WISCASSET, Maine — A woman was illegally fired for being American, the Maine Human Rights Commission found Monday.
Phyllis Soule of Wiscasset worked for Wiscasset Quick Stop in her hometown for four years as a cook when a new owner bought the store in 2009.
After working with Soule for a few months, the owner — who remains unnamed in the commission investigator’s report — fired her and her daughter. The owner told the two women they were let go because of bad economic conditions. But soon after, he hired two workers from Bangladesh to fill their positions. The owner is from India.

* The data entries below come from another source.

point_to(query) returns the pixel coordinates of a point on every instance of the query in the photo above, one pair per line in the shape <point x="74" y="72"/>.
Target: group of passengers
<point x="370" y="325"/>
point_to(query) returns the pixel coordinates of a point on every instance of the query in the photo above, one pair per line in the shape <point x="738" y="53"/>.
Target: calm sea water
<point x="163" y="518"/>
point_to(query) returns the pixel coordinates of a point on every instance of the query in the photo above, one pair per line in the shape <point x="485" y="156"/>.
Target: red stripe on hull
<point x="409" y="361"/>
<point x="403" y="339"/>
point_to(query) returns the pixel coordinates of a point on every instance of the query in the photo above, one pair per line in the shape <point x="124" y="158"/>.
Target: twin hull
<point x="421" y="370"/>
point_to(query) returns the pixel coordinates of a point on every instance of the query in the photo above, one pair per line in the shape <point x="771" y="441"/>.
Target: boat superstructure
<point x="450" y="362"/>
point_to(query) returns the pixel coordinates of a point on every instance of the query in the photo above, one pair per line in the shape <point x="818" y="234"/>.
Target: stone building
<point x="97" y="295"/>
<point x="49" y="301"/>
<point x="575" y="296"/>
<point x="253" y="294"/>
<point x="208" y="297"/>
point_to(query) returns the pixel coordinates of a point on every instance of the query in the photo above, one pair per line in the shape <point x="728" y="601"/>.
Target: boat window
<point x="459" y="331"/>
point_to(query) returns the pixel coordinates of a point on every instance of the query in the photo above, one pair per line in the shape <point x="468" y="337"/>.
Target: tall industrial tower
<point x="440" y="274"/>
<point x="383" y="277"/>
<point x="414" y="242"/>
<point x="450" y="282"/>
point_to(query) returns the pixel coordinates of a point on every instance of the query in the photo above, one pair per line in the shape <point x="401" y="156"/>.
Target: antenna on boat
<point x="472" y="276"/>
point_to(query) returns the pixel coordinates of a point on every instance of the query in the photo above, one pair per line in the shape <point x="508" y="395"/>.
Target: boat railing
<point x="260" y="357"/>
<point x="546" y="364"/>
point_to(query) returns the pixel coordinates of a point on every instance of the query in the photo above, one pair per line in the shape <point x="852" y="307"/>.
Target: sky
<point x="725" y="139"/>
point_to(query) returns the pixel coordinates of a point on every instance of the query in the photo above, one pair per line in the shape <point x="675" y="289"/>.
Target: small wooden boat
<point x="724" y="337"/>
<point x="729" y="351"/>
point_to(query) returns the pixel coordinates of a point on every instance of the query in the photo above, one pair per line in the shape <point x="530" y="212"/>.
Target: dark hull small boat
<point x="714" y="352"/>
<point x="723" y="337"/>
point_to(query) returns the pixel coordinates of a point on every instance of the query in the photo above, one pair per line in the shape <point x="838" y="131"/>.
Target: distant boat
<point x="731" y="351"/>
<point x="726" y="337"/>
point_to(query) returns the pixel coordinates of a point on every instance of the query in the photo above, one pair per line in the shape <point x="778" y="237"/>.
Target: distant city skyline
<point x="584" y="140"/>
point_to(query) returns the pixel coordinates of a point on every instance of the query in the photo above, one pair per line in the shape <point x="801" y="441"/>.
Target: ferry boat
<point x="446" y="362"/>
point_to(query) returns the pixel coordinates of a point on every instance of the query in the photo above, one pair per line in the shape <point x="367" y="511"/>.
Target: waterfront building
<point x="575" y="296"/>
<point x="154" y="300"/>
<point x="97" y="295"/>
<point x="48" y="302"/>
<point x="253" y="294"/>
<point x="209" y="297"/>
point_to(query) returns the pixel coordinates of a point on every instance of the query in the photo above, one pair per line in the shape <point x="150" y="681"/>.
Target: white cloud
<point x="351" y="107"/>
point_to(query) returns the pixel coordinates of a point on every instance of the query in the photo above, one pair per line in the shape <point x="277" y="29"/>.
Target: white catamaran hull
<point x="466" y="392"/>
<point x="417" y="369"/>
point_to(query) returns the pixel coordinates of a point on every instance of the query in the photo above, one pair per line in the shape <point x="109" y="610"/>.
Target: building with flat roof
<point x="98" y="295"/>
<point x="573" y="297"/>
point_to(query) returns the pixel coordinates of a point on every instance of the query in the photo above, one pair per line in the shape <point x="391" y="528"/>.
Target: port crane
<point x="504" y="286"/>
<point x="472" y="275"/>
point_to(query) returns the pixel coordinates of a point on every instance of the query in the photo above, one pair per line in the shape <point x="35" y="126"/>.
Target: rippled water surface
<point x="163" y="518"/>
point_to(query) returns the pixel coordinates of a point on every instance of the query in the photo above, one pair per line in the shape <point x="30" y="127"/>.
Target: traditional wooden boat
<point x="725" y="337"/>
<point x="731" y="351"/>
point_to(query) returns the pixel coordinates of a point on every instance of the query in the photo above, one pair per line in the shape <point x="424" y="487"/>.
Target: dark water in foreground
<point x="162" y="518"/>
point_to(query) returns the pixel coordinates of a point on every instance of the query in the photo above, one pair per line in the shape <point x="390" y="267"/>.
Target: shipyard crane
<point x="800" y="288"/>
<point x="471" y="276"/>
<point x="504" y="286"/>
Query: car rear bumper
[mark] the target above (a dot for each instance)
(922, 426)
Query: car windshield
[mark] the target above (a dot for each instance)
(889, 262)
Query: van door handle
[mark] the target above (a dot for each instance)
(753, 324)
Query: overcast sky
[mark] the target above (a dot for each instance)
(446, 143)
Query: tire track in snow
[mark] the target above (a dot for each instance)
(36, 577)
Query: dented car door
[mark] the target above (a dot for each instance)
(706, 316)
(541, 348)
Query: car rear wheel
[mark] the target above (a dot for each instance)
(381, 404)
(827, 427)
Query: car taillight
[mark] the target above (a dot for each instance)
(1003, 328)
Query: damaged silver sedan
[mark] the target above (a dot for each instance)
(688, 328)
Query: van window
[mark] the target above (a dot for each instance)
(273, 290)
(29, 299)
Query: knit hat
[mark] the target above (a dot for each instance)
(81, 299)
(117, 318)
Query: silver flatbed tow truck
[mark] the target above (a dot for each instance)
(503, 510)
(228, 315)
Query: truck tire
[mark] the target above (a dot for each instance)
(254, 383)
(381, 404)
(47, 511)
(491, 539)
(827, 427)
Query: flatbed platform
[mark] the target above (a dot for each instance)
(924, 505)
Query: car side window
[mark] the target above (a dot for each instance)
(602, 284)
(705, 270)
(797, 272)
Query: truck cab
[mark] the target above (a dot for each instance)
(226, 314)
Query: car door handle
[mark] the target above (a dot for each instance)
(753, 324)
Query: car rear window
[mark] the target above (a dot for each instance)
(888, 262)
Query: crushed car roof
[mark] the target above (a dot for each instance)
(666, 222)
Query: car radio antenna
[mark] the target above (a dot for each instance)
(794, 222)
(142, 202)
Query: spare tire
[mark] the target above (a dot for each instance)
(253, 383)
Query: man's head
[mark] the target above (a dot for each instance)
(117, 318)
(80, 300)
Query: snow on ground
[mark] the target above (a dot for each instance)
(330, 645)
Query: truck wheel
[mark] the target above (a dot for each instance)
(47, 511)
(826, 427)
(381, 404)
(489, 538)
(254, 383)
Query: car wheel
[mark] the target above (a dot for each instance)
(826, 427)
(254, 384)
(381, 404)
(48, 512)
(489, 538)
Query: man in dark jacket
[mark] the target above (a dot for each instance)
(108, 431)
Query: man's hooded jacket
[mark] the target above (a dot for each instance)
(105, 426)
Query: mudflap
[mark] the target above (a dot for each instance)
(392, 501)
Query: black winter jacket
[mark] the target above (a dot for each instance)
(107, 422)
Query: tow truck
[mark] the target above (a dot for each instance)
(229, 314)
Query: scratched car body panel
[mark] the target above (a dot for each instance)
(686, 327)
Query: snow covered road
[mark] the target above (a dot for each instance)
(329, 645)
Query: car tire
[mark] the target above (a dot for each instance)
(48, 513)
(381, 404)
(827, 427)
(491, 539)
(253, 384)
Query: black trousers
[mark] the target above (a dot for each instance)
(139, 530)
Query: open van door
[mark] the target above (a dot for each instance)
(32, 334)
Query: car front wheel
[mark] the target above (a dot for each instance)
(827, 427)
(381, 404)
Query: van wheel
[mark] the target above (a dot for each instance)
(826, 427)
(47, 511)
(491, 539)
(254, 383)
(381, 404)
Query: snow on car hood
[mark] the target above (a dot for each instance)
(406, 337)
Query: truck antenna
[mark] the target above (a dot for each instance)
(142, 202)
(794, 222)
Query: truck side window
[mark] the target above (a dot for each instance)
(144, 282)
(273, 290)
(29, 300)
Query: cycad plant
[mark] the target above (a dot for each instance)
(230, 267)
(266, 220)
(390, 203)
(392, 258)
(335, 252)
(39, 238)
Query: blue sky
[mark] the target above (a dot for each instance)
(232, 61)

According to the owner, Soule and her daughter were fired because they couldn’t get along with other employees. Investigator Robert Beauchesne didn’t think this was true because there were no records that either woman ever needed discipline. Also, once the human rights case was filed, the owner of the store invited the two women back to work.
Beauchesne said it made little sense for the owner to fire Soule because of the economy and then replace her with a worker who had little retail or cooking experience. This led him to believe the hiring of the Bangladesh worker might have had to do with national origin and that the firing of Soule might have also been related to her race.
“In the absence of any credible evidence to the contrary, it appears that, at least as likely as not that [Soule and her daughter] were replaced by [the two Bangladesh workers], who at the very least shared a common language and possibly the same country of origin as [the store owner],” Beauchesne concluded.
The Human Rights Commission agreed, in a 4-0 vote Monday.
Neither Soule nor the store owner attended the meeting.
In cases where grounds for discrimination are found, both parties are encouraged to reconcile and reach a settlement. If conciliation fails, the complainant may file a civil lawsuit in Maine Superior Court, where a binding settlement can include monetary damages.